Best case, he figures out what he wants to do by 21.
Worst case, he’s still figuring it out when he’s 25.I wasn’t making decent money until I was late 20s. Even now, I can’t guarantee I have enough work next year. It’s extremely likely, but I’m self employed so…
Knowing my folks will still support me means I can continue pursuing interesting, useful and innovative things, even in my 30s - even tho the support is no longer required.Maybe talk to some of your contacts in the football industry.
See if they have similar “football or nothing”, or if they had backup plans.
Talk to some managers, coaches, sports scientists, medics etc.
Ask them how they would get into pro football. Ask them what happens to pro-football aspiring players that don’t make the cut.
Use your experience and connections to help and support your son. And be there if it doesn’t work out.
You might know better, but he still has to learn. The best lessons are mistakes.Could he have any interest in taking on other roles, like training or management? If he’s doing great in school, and has a direct connection to learning the ins and the outs of the industry through you, as well as connections, he could have a significant leg up.

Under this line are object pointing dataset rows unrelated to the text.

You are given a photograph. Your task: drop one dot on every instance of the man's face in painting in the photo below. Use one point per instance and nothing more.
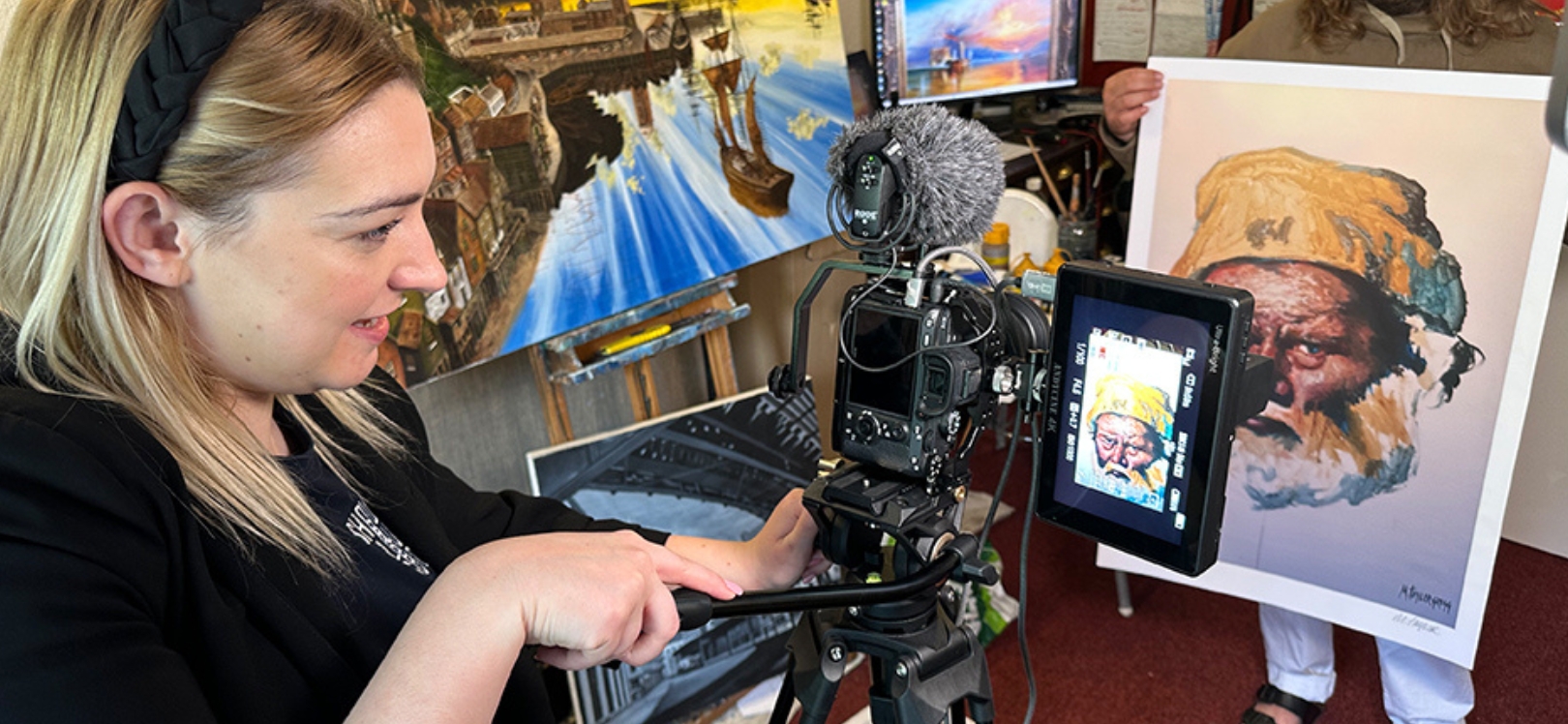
(1125, 447)
(1325, 432)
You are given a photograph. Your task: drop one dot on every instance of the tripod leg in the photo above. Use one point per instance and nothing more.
(786, 699)
(814, 675)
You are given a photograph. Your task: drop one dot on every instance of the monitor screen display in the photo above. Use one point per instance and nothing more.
(933, 50)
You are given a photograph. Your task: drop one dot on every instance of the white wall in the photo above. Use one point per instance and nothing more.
(1537, 513)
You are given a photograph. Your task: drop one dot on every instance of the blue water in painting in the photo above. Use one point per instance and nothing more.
(660, 218)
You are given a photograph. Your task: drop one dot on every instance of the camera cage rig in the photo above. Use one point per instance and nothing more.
(890, 511)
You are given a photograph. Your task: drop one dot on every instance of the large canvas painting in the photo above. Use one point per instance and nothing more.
(601, 154)
(1401, 232)
(715, 472)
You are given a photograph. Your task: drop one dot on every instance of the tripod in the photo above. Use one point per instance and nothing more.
(900, 613)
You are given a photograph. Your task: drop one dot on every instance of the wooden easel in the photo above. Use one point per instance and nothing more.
(627, 342)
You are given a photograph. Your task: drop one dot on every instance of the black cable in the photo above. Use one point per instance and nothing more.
(1023, 579)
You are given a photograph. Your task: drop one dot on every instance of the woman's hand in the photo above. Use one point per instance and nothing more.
(582, 597)
(778, 557)
(1126, 98)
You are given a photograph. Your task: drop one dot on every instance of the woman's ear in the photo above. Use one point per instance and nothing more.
(139, 223)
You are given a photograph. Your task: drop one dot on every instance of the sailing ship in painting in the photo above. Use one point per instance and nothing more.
(755, 181)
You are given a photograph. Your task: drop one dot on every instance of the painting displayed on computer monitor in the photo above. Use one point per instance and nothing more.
(713, 472)
(1401, 275)
(957, 49)
(594, 156)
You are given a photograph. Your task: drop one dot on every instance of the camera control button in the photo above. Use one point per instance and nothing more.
(866, 428)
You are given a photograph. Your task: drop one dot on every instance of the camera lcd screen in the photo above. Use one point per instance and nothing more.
(882, 339)
(1137, 444)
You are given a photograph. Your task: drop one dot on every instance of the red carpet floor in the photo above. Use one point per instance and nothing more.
(1193, 657)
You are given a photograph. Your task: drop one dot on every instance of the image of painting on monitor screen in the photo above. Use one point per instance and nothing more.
(957, 49)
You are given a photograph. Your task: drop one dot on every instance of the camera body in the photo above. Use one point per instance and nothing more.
(910, 379)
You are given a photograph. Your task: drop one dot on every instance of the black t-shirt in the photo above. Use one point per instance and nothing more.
(391, 579)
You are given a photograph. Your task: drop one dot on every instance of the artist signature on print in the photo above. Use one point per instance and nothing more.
(1435, 602)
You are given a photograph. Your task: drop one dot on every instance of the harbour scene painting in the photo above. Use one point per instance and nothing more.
(598, 156)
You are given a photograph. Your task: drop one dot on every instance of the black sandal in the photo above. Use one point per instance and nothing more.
(1271, 695)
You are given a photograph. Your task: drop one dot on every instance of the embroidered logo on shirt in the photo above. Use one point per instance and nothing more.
(367, 527)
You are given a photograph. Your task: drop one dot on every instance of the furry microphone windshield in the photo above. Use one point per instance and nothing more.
(950, 169)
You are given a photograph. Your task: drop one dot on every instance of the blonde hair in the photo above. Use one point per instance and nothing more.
(91, 328)
(1469, 22)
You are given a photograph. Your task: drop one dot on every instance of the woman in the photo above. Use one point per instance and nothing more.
(207, 513)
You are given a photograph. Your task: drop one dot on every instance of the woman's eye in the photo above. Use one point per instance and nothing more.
(379, 234)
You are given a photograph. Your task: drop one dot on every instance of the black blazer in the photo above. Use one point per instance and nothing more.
(119, 605)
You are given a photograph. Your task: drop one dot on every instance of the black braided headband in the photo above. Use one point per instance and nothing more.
(185, 43)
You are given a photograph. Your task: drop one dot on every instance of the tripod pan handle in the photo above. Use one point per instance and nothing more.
(693, 607)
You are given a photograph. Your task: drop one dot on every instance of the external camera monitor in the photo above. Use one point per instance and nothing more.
(1140, 395)
(930, 50)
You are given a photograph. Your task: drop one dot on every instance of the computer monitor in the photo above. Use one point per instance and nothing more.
(930, 50)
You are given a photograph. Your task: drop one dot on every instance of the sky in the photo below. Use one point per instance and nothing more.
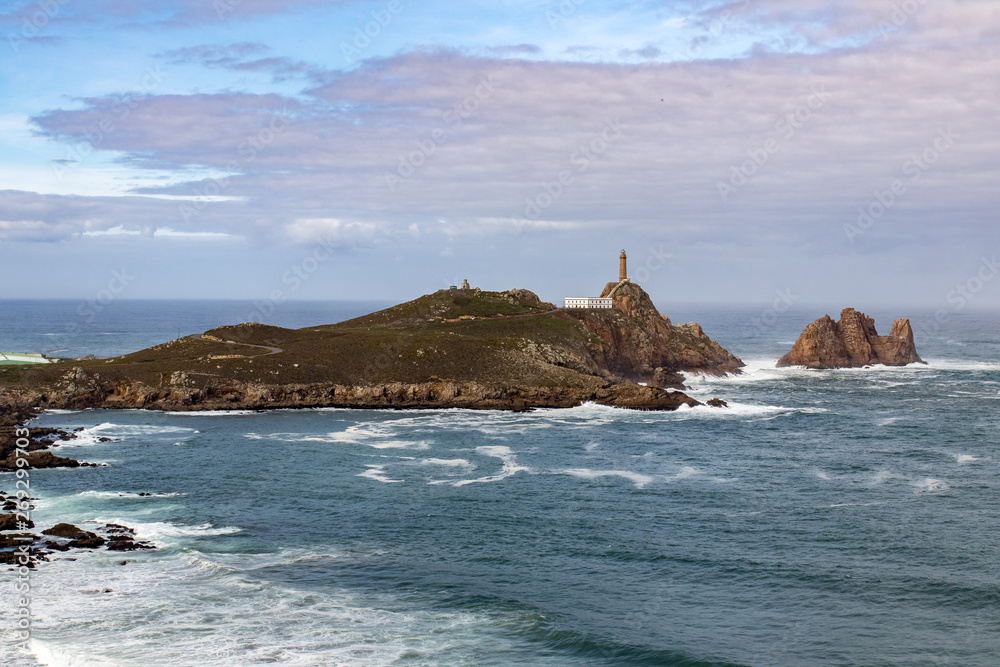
(841, 151)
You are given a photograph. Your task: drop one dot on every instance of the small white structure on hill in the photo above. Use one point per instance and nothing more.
(587, 302)
(604, 301)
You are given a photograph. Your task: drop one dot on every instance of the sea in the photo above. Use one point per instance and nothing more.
(837, 517)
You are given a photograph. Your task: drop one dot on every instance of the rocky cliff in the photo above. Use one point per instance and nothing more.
(641, 345)
(453, 348)
(852, 342)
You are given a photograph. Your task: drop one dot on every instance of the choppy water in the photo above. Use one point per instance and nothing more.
(826, 518)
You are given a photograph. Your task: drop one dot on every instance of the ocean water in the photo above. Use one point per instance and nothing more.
(826, 518)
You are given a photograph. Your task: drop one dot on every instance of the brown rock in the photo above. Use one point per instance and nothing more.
(852, 342)
(14, 522)
(66, 530)
(91, 541)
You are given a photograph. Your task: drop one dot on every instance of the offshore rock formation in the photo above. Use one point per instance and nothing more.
(852, 342)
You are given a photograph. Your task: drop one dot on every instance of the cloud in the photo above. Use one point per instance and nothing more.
(178, 13)
(407, 140)
(240, 57)
(516, 49)
(645, 53)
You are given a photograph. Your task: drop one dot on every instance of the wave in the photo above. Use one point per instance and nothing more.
(508, 469)
(640, 480)
(229, 609)
(449, 463)
(158, 530)
(377, 473)
(376, 435)
(92, 435)
(930, 485)
(128, 494)
(210, 413)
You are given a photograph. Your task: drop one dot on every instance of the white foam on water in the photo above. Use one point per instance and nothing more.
(91, 436)
(686, 472)
(216, 610)
(449, 463)
(883, 476)
(377, 436)
(638, 479)
(508, 469)
(377, 473)
(930, 485)
(737, 410)
(210, 413)
(158, 531)
(127, 494)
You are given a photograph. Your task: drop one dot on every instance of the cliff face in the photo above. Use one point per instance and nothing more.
(640, 344)
(452, 348)
(236, 395)
(852, 342)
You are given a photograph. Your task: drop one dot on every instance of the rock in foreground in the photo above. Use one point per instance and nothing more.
(852, 342)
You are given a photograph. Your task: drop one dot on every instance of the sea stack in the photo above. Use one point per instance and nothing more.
(852, 342)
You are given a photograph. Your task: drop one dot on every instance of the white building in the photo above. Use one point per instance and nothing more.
(587, 302)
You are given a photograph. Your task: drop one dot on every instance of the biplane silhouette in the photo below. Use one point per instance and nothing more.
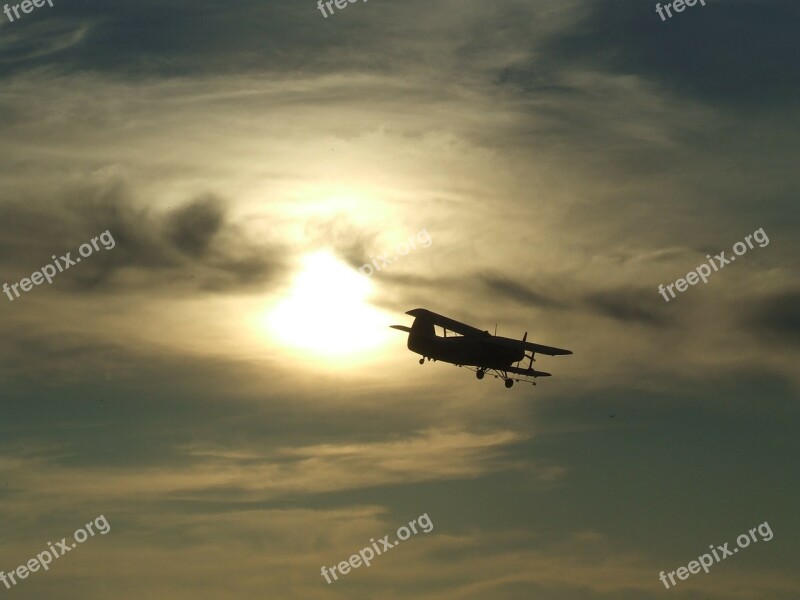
(479, 351)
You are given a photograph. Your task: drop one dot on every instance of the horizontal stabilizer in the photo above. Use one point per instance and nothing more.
(527, 372)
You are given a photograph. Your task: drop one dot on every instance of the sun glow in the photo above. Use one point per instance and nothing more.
(326, 311)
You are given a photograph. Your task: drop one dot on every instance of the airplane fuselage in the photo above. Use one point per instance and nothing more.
(461, 350)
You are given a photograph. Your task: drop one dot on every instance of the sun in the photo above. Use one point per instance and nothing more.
(326, 312)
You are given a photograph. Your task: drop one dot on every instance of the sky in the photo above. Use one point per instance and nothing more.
(217, 379)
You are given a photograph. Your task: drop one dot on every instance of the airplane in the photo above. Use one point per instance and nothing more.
(477, 350)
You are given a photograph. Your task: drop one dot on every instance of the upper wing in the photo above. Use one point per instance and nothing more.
(536, 348)
(447, 323)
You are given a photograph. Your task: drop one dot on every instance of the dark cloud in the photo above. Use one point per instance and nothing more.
(194, 246)
(776, 317)
(629, 305)
(506, 287)
(193, 227)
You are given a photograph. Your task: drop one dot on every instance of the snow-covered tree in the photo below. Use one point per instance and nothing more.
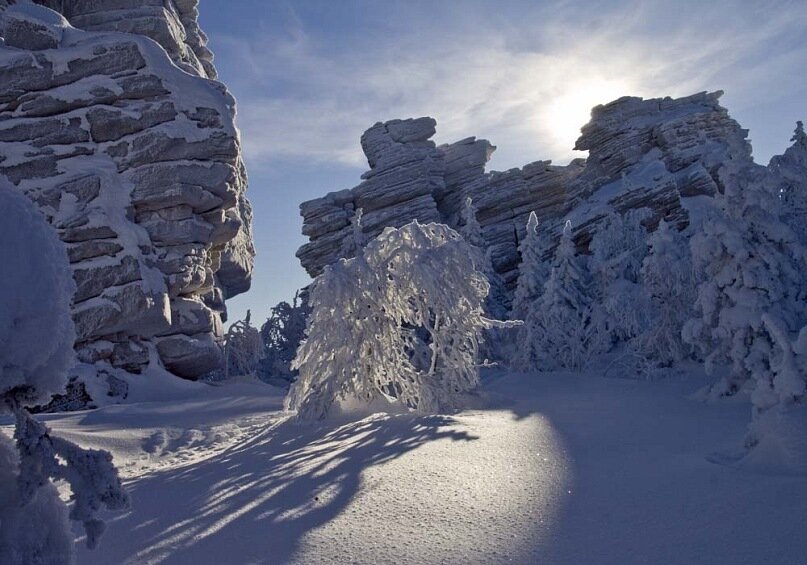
(618, 249)
(399, 322)
(496, 304)
(668, 284)
(281, 334)
(563, 329)
(36, 351)
(243, 348)
(533, 272)
(754, 267)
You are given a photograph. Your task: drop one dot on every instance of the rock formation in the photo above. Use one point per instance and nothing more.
(127, 143)
(654, 153)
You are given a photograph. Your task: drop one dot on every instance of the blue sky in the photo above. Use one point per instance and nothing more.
(311, 76)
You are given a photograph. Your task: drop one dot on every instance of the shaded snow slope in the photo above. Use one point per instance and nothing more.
(555, 469)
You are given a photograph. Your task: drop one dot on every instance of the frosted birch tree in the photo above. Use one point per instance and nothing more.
(618, 249)
(563, 329)
(400, 323)
(36, 351)
(496, 304)
(668, 284)
(754, 267)
(534, 269)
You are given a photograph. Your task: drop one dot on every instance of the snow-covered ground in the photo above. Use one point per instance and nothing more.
(554, 468)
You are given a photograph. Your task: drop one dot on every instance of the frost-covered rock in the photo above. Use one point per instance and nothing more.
(130, 150)
(658, 154)
(789, 178)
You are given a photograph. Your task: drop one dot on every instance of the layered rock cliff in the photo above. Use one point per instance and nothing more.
(111, 120)
(655, 153)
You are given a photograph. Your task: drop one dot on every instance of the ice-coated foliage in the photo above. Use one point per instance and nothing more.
(400, 322)
(36, 289)
(281, 335)
(618, 249)
(36, 350)
(243, 348)
(754, 267)
(668, 284)
(534, 269)
(789, 361)
(496, 304)
(563, 329)
(90, 473)
(33, 531)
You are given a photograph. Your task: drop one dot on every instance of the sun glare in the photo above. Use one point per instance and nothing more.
(571, 110)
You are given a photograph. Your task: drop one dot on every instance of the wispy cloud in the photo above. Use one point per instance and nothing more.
(523, 77)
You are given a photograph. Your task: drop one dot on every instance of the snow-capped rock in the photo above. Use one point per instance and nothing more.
(130, 150)
(642, 154)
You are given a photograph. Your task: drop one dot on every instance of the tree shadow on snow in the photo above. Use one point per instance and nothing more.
(257, 500)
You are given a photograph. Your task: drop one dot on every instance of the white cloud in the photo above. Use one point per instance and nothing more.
(522, 83)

I don’t think you’re a jerk. I think you’re extremely fortunate. A guy in my old neighborhood had no backup plans, and one injury with permanent repurcuasions left him angry, bitter and hostile, also violent. I think you did the best you could on the spur of the moment, that’s fine. You are free to adjust as you seek wisdom. Best of luck to both of you!
I wouldn’t say “jerk”, but maybe a little insensitive to supporting his dreams. The hard part about being a parent is that your kid needs to fail sometimes, and your protesting to the failing will only create a divide between you two. Offering advice once is totally fine, but continuing will make the situation worse. He will likely fail pursuing his dream, and reality will hit him hard afterwards, but that’s ok. Just make sure he has your support, and he knows you love him.
It doesn’t matter that you’ve learned this life lesson already. He hasn’t. Sometimes, you have to learn the hard way for it to stick.
Perhaps an unpopular opinion: no, you’re not a jerk for doing this. Steering our children onto a realistic path of reasonable success and happiness is part of our job as parents. We should pursue this gently, but it mustn’t be avoided. Parenting is hard. We won’t always get it right.